Thursday, September 30, 2004

National Banned Book Week

National Banned Books Week started this Monday, and the obligatory list of recommended banned books can be found here. The 100 most challenged books of 1990-2000, which contains many books I enjoy, can be found here.

Many of the readers, the vast multitude of them there are, know that I have a dirty little secret. I play role-playing games. Given the PMRC's and BADD's attack against this hobby in the 1980s, nevermind the attacks against comics in the 50s, I would be remiss if I didn't have a post mentioning Banned Book Week.

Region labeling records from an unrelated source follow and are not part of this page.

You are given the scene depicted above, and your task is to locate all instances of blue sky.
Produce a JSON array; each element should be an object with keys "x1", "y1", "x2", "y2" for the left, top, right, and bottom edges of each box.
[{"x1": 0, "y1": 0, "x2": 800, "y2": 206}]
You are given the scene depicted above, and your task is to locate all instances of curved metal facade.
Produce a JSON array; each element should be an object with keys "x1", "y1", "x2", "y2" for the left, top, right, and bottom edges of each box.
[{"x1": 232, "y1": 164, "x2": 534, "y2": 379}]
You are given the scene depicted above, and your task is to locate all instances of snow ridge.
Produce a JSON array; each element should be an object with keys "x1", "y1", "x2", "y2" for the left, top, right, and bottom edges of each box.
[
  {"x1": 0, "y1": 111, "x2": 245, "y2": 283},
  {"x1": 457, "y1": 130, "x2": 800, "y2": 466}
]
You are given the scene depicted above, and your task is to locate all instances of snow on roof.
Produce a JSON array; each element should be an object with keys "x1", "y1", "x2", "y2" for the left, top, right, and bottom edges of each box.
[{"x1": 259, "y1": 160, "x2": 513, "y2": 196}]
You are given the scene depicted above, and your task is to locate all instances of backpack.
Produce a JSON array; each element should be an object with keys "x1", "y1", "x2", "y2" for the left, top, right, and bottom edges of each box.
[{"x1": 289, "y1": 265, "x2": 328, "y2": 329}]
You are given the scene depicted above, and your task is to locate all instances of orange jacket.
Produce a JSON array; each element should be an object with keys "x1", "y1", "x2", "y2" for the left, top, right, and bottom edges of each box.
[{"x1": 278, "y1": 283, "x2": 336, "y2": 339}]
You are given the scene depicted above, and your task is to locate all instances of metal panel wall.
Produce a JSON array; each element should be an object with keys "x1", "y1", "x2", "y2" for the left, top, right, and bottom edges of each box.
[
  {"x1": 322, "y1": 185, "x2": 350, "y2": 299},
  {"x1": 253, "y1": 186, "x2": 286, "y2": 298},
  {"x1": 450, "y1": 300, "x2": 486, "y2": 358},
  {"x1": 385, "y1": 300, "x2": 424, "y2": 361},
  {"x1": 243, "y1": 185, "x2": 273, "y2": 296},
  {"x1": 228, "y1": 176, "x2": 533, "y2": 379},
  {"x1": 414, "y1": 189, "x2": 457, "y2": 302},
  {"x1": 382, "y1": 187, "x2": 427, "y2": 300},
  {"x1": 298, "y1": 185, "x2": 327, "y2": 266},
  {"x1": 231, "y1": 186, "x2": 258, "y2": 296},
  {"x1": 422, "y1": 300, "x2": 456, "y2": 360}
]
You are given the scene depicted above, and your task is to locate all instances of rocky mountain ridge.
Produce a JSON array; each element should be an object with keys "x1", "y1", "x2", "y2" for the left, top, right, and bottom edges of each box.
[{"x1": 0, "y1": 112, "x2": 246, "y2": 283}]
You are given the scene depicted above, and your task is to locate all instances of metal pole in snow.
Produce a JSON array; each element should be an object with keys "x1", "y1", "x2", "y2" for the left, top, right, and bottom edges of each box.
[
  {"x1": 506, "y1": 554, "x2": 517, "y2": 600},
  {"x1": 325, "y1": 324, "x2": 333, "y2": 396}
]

The column which brought this subject to mind, oddly enough since it isn't about book banning at all, is Cathy Seipp's column at the National Review about Author Signatures. Just to give you an idea of how tangential my mind is, she mentions Lost in Place in the column. This got me to thinking about Iron and Silk which got me thinking of the movie of the same name. This in turn got me thinking of Kung Fu action, which brought to mind the D&D monk class and there you have it.

Of course, now that I have mentioned Lost in Place, I must discuss this wonderful novel. To give a hollywood pitch version of the novel, it is Karate Kid meets That 70s Show meets Less than Zero. Sound interesting? It is. This memoir felt so real to me. As I read the pages learning of Mark Salzman's love of kung fu movies and his slightly disaffected youth, I saw parallels into my own childhood. His mild sense of humor and ability to weave a tale are quite magnificent. Reading this book felt like having a conversation with an old friend about our childhood escapades. But the kicker in this book, the part that was most real, was the way it dealt with death. I read this book shortly after my mother died, and it (along with Lewis' A Grief Observed)let me know that I was not alone in my empty sunken feeling. As Lewis says, "No one ever told me that grief felt so much like fear." (quoting from memory so any error is my own). And Salzman shows a magnificent ability to focus his narrative eye on past sorrow. Immediately leave the house and buy this book!

Now, if only my interest in Martial Arts films led me to teach myself Mandarin or become as proficient in Kung Fu as Mr. Salzman. Well...then my plans to take over the world would be more successful than they currently are.